Alluxio Enterprise AI on K8s FIO 测试教程

? Alluxio Enterprise AI on K8s测试教程 ? 链接为Alluxio Enterprise AI on K8s FIO测试视频教程。 fio 是业内常用的磁盘与文件系统性能测试工具，下面内容将通过文字方式介绍Alluxio on k8s 进行 fio 测试的教程。

1. 测试环境

虚拟机规格：ecs.g3i.16xlarge，包含 64 vCPU、256GB 内存、140GB 磁盘（极速型 SSD FlexPL）。带宽等详细数据见实例规格。 Alluxio 版本：3.2-5.2.1 Alluxio Operator 版本：1.3.0

2. 测试环境准备

确保已经在云端kubernetes集群上搭建了Alluxio集群，集群中已启动以下pod，集群部署和启动方式详见《Alluxio on K8s部署教程》

1 个 Coordinator pod

2 个 Worker pod

1 个 FUSE pod

在业务pod启动时被自动拉起，和业务pod被分配在同一个node

1 个业务pod

启动方式：见 FUSE-based POSIX API，下文也有启动yaml文件示例。
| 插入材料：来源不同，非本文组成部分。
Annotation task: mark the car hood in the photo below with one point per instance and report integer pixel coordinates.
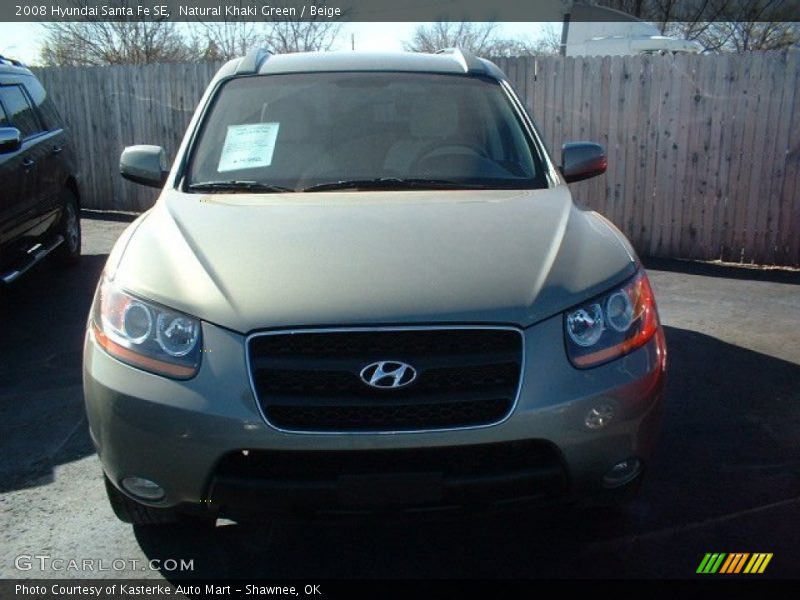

启动视频教程见《Alluxio on K8s 部署教程》视频11分30秒处

2.1 集群配置

下面是alluxio集群的yaml文件配置内容。

注意1：etcd需要配置storageClass字段。不同云厂商的容器服务提供不同的storage class类型。如何配置，详见《Alluxio on K8s 部署教程》和Alluxio on K8s FAQ。如果不清楚当前云厂商容器服务的storage class类型，请执行kubectl get sc查看。如果您只是进行部署验证，同时当前没有方便的 storage class 供集群使用，您可以关闭 etcd 的 persistence 配置，如下。注意该配置无法适用于生产，仅供验证测试使用。

etcd:
  persistence:
    enabled: false

注意2：集群的默认配置会部署1个 coordinator、2 个 worker、1 套 3 节点 etcd，同时启动 pvc 的 pod 过程中会自动创建 fuse 相关 pod，请谨慎配置这些相关 pod 的 request 资源，以免相应 pod 无法调度成功。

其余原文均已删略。